Implications for using SGLT2 inhibitors as treatment for patients with heart failure and reduced ejection fraction, regardless of whether they have diabetes based on DAPA-HF, a practice-changing study.
Transcript
Darren K. McGuire, MD, MHSc: In the wake of the Type 2 diabetes trials proving the benefits of SGLT2 inhibitors, both on atherosclerotic cardiovascular disease outcomes and heart failure outcomes, the field raced to get into a broader space testing these drugs in heart failure. The DAPA-HF trial was the first that had been presented. There’s a similar trial ongoing with empagliflozin. These trials have enrolled patients with reduced-ejection fraction heart failure, independent of their diabetes status. In a great stroke of luck in DAPA-HF, it was roughly a fifty-fifty split. About half the patients had diabetes, and about half the patients did not have diabetes.
Everyone entering the trial had reduced-ejection fraction heart failure, and they were randomized, on top of outstanding evidence-based heart failure therapies, to receive dapagliflozin versus placebo. It was a remarkable superiority benefit both overall for cardiovascular death and hospitalization for heart failure, and for acute presentation with heart failure complications, which was the primary outcome. There was no difference whether the patients had or did not have diabetes.

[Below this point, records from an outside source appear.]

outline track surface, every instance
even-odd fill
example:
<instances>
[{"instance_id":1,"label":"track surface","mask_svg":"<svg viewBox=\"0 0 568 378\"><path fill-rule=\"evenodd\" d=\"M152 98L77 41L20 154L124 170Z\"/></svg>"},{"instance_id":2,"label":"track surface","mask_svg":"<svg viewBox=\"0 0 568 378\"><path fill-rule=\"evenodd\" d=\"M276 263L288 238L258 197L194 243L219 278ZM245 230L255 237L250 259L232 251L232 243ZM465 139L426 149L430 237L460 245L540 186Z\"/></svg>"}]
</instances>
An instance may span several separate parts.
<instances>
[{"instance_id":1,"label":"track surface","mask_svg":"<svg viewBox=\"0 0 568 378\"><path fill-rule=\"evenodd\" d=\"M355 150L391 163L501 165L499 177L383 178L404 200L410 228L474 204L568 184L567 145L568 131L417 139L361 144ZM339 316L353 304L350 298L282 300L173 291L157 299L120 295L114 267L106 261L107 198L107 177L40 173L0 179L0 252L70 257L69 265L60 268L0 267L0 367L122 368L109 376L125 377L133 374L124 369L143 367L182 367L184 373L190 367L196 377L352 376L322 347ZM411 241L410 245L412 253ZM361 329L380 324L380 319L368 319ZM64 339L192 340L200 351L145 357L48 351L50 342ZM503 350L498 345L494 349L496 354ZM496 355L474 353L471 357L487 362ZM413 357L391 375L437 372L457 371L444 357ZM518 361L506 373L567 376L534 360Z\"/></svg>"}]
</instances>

This is a landmark, revolutionary trial in the heart failure spaces, specifically in heart failure with reduced ejection fraction. This now adds to the level 1A–indicated therapies like ACE inhibitors, ARBs, beta-blockers, and mineralocorticoid antagonists. We now have a brand-new class with robust evidence suggesting incremental benefit added to the best-available therapy up to that time. This is a landmark, practice-changing study, and my colleagues are already embracing this and using SGLT2 inhibitors routinely.
I am going to be thrilled if we get a second trial confirming that this is a class effect. Right now, all we know is that dapagliflozin has this benefit. I look very keenly to the results from the EMPA Acute Heart Failure trial with reduced-ejection fraction to confirm that this may be a class effect and that the use of all these agents may benefit such patients.